Migrants: des "sas" de pré-orientation pour tenter de répondre à l'afflux vers Paris
27 sept. 2017Un migrant sur le trottoir dans le quartier de la Porte de la Chapelle, à Paris, le 29 juin 2017 / AFP/Archives
Des centres de pré-orientation pour rationaliser l'accueil des migrants: ce dispositif, censé répondre à l'engorgement des structures à Paris, fait grincer des dents parmi les associations, qui redoutent un "centre de tri", et chez certains élus.
QUEL EST LE DISPOSITIF PREVU?
Le préfet d'Ile-de-France Michel Cadot a annoncé lundi l'ouverture de plusieurs "lieux de pré-orientation" à destination des migrants qui errent dans les rues de Paris.
Un premier "sas", d'une capacité de 200 à 250 places, ouvrira "pour le 1er octobre", selon M. Cadot, qui n'a pas précisé le lieu exact. Mais selon des sources proches du dossier il s'agirait de Cergy (Val-d'Oise).
Un deuxième centre devrait ouvrir à Paris intramuros dans les prochaines semaines, puis un troisième dans un département francilien.

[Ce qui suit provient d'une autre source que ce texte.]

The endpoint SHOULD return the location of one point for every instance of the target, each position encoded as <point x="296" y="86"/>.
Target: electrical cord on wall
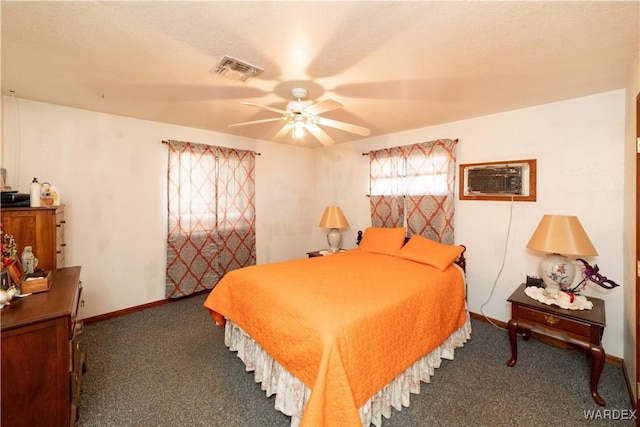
<point x="504" y="257"/>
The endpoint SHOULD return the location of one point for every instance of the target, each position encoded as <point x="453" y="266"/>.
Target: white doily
<point x="580" y="302"/>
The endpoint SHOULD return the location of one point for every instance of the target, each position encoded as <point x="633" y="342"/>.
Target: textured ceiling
<point x="393" y="65"/>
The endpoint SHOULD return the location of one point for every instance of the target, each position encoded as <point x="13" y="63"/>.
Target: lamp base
<point x="333" y="238"/>
<point x="557" y="273"/>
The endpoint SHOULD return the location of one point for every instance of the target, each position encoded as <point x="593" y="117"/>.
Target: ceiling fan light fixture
<point x="235" y="69"/>
<point x="298" y="127"/>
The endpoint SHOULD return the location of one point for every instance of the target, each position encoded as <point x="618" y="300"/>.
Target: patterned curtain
<point x="431" y="171"/>
<point x="203" y="182"/>
<point x="236" y="209"/>
<point x="386" y="193"/>
<point x="418" y="179"/>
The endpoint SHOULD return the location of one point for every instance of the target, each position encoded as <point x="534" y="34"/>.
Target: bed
<point x="342" y="339"/>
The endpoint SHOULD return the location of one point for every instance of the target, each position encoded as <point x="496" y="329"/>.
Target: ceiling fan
<point x="301" y="115"/>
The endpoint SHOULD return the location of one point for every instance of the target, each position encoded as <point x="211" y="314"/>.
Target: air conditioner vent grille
<point x="495" y="180"/>
<point x="235" y="69"/>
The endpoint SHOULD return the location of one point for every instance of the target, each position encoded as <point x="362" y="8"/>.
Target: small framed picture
<point x="15" y="271"/>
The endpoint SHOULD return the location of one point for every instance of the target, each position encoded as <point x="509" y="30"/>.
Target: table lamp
<point x="334" y="219"/>
<point x="559" y="236"/>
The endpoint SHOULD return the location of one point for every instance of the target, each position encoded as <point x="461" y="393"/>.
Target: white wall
<point x="579" y="147"/>
<point x="111" y="172"/>
<point x="630" y="232"/>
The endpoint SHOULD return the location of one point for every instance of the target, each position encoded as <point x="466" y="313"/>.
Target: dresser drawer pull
<point x="551" y="320"/>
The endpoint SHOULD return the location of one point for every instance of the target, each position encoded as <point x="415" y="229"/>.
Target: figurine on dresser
<point x="29" y="260"/>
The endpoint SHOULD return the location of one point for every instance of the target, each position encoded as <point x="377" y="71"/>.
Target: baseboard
<point x="542" y="337"/>
<point x="130" y="310"/>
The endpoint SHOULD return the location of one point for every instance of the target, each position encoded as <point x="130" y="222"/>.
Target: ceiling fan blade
<point x="282" y="132"/>
<point x="323" y="107"/>
<point x="264" y="107"/>
<point x="320" y="135"/>
<point x="348" y="127"/>
<point x="254" y="122"/>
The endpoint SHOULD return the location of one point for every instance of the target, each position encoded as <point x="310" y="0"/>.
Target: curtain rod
<point x="366" y="154"/>
<point x="254" y="152"/>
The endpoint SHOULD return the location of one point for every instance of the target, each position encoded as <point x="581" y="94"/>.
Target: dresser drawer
<point x="555" y="322"/>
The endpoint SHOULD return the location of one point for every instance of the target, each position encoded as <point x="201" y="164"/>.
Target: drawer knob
<point x="551" y="320"/>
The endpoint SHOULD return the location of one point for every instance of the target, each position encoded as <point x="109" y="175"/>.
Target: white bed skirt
<point x="292" y="394"/>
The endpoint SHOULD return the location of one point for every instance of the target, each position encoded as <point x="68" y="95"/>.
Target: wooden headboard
<point x="461" y="261"/>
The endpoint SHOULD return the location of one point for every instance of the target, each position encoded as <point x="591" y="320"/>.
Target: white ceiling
<point x="393" y="65"/>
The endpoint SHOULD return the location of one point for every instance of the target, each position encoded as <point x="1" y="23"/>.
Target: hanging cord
<point x="16" y="171"/>
<point x="504" y="257"/>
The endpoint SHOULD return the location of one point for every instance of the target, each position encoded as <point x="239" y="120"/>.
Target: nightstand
<point x="580" y="328"/>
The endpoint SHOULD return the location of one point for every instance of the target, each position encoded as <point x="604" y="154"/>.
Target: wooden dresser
<point x="40" y="228"/>
<point x="43" y="354"/>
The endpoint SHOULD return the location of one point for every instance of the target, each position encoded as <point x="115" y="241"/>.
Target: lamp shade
<point x="561" y="234"/>
<point x="333" y="218"/>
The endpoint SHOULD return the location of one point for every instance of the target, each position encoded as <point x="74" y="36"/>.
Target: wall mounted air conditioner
<point x="498" y="181"/>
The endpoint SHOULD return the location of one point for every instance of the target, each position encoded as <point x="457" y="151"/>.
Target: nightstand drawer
<point x="556" y="322"/>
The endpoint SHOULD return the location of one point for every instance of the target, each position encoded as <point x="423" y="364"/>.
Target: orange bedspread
<point x="345" y="324"/>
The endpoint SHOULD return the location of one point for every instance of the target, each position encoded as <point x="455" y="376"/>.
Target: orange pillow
<point x="426" y="251"/>
<point x="385" y="241"/>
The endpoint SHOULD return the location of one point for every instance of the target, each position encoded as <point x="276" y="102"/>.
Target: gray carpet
<point x="168" y="366"/>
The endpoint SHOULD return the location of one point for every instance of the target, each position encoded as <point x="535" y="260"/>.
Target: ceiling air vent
<point x="234" y="69"/>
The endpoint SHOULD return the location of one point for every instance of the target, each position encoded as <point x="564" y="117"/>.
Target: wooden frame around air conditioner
<point x="529" y="182"/>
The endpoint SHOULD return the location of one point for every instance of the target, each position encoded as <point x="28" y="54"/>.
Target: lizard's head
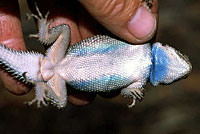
<point x="168" y="65"/>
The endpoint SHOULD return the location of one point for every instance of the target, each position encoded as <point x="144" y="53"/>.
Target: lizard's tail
<point x="168" y="65"/>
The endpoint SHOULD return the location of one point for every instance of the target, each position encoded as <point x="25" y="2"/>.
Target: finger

A terme, il y aura "un centre par département" en Ile-de-France, soit six au total, précise-t-on à la préfecture.
Grâce à des maraudes, les migrants seront amenés vers ces "sas" où leur situation administrative sera examinée, avec une répartition rapide ensuite vers des centres d'hébergement distincts selon qu'ils sont demandeurs d'asile, primo-arrivants, réfugiés...
Quant aux "dublinés" (ces migrants enregistrés ailleurs en Europe et qui ont "obligation de repartir rapidement" vers ce pays" selon le préfet), ils seront orientés vers des structures ad hoc (un millier de places ont été créées pour eux cet été en Ile-de-France).
L'initiative ne fait pas que des heureux: même si la décision vient de l'Etat, la présidente de la région Ile-de-France, Valérie Pécresse, a assuré que "ce n'est pas aux départements de la banlieue de subir les nuisances que Paris ne veut pas subir".
POURQUOI AGIR MAINTENANT?
Après trente-cinq évacuations en deux ans, il faut trouver une solution à l'errance chronique des migrants à Paris, où le centre humanitaire, unique en son genre, sature. "Il y a un millier de migrants dehors", assure François Sivignon de Médecins du Monde.
Mais la préfecture veut surtout répondre au double engagement d'Emmanuel Macron: n'avoir "plus personne à la rue" d'ici la fin de l'année, et procéder au traitement des dossiers de migrants "dès la première minute".
Cela suppose, pour les pouvoirs publics, de régler plusieurs points: ne plus surcharger un dispositif d'hébergement déjà enkysté, rationaliser la procédure d'examen des situations administratives qui ne va pas toujours à son terme à Paris, et enfin accélérer le transfert des "dublinés" -- le taux plafonnait à 10% l'an dernier.
Avec le nouveau dispositif, "les personnes sont davantage regroupées selon la nature de leur dossier", d'où une capacité à "mieux piloter la durée d'hébergement", a fait valoir M. Cadot.
Mais les associations dénoncent des "centres de tri", avec des conséquences claires pour les migrants: "Il y a une volonté d'accélérer la procédure d'asile pour mieux accélérer les renvois", estime Françoise Sivignon.
S'AGIT-IL DE DUPLIQUER LE CENTRE HUMANITAIRE PARISIEN?
Ouvrir des centres ailleurs en province est une demande récurrente des associations et de la maire de Paris Anne Hidalgo.
Comme le centre humanitaire, les "sas" de pré-orientation proposeront un accueil inconditionnel, de courte durée, avant une réorientation rapide.
En revanche "on ne sait pas qui gérera, s'il y aura comme à Paris un dispositif de santé, quelle sera la place des associations..." ajoute Mme Sivignon.
Mais la grande différence vient de l'examen de la situation administrative -- en ce sens, on est plutôt sur le modèle de deux nouvelles structures ouvertes dans le nord de la France cet été (centres d'accueil et d'examen des situations, CAES).
Or dans ces centres le "taux d'évaporation" atteint 50%, assure Jean-Claude-Mas de la Cimade, qui prévient: "si les gens se rendent compte qu'on contrôle, ils n'iront pas, ou il s'échapperont". Avec un retour à la rue.
Autre condition de succès, "ces centres ne peuvent être limités à la région parisienne", estime Pierre Henry de France terre d'asile, qui plaide pour une ouverture sur la route des migrants, notamment dans le couloir rhodanien.